Separately, image distribution platform Getty Images sued another generative AI firm, Stability AI, in the U.K., accusing it of scraping millions of images from its websites without consent to train its Stable Diffusion AI model. Stability AI has disputed the suit, noting that the training and development of its model took place outside the U.K.

Proposals to be considered

First, the consultation will consider making an exception to copyright law for AI training when used in the context of commercial purposes but while still allowing rights holders to reserve their rights so they can control the use of their content.

Second, the consultation will put forward proposed measures to help creators license and be remunerated for the use of their content by AI model makers, as well as give AI developers clarity over what material can be used for training their models.

The government said more work needs to be done by both the creative industries and technology firms to ensure any standards and requirements for rights reservation and transparency are effective, accessible and widely adopted.
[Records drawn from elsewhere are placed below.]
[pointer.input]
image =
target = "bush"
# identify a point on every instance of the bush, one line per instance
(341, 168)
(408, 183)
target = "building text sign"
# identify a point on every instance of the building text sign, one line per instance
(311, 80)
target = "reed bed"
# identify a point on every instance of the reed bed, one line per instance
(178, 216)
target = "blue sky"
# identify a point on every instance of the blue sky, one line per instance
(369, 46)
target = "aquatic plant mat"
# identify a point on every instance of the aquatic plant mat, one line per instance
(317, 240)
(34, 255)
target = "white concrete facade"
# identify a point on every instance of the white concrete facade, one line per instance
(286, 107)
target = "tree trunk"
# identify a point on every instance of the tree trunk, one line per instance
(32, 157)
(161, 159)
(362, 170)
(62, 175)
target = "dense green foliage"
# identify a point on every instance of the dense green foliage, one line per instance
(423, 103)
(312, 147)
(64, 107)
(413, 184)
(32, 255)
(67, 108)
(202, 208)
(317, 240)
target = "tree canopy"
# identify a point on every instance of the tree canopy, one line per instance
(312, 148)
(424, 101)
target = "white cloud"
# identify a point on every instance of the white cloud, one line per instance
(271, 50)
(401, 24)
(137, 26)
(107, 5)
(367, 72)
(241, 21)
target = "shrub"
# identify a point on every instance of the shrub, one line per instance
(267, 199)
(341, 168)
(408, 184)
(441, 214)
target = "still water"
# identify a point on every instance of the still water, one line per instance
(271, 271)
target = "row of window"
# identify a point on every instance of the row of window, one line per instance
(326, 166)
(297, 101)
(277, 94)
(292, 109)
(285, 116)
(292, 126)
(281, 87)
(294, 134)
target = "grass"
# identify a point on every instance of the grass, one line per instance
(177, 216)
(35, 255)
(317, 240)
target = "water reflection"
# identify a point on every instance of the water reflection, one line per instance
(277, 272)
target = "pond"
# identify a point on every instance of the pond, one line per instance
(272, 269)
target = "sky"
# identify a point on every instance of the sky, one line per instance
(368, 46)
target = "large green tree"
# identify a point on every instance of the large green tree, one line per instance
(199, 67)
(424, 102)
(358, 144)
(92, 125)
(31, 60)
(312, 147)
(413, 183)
The government is also considering proposals that would require AI model makers to be more transparent about their model training datasets and how they’re obtained so that rights holders can understand when and how their content has been used to train AI.

That could prove controversial — technology firms aren’t especially forthcoming when it comes to the data that fuels their coveted algorithms or how they train them up, given the commercial sensitivities involved in revealing those secrets to potential competitors.

Previously, under former Prime Minister Rishi Sunak, the government attempted to agree a voluntary AI copyright code of practice.

AI copyright rules: U.K. versus U.S.

In a recent interview with CNBC, the boss of app development software firm Appian said he thinks the U.K. is well placed to be the “global leader on this issue.”

“The U.K. has put a stake in the ground declaring its prioritization of personal intellectual property rights,” Matt Calkins, Appian’s CEO, told CNBC. He cited 2018’s Data Protection Act as an example of how the U.K. is “closely associated with intellectual property rights.”

The U.K. is also not “subject to the same overwhelming lobbying blitz from domestic AI leaders that the U.S. is,” Calkins added — meaning it might not be as prone to bowing down to pressure from tech giants as politicians stateside.

“In the U.S., anybody who writes a law about AI is going to hear from Amazon, Oracle, Microsoft or Google before that bill even reaches the floor,” Calkins said.

“That’s a powerful force stopping anyone from writing sensible legislation or protecting the rights of individuals whose intellectual property is being taken wholesale by these major AI players.”

The issue of potential copyright infringement by AI firms is becoming more notable as tech firms are moving toward a more “multimodal” form of AI — that is, AI systems that can understand and generate content in the form of images and video as well as text.

Last week, OpenAI made its AI video generation model Sora publicly available in the U.S. and “most countries internationally.” The tool allows a user to type out a desired scene and produce a high-definition video clip.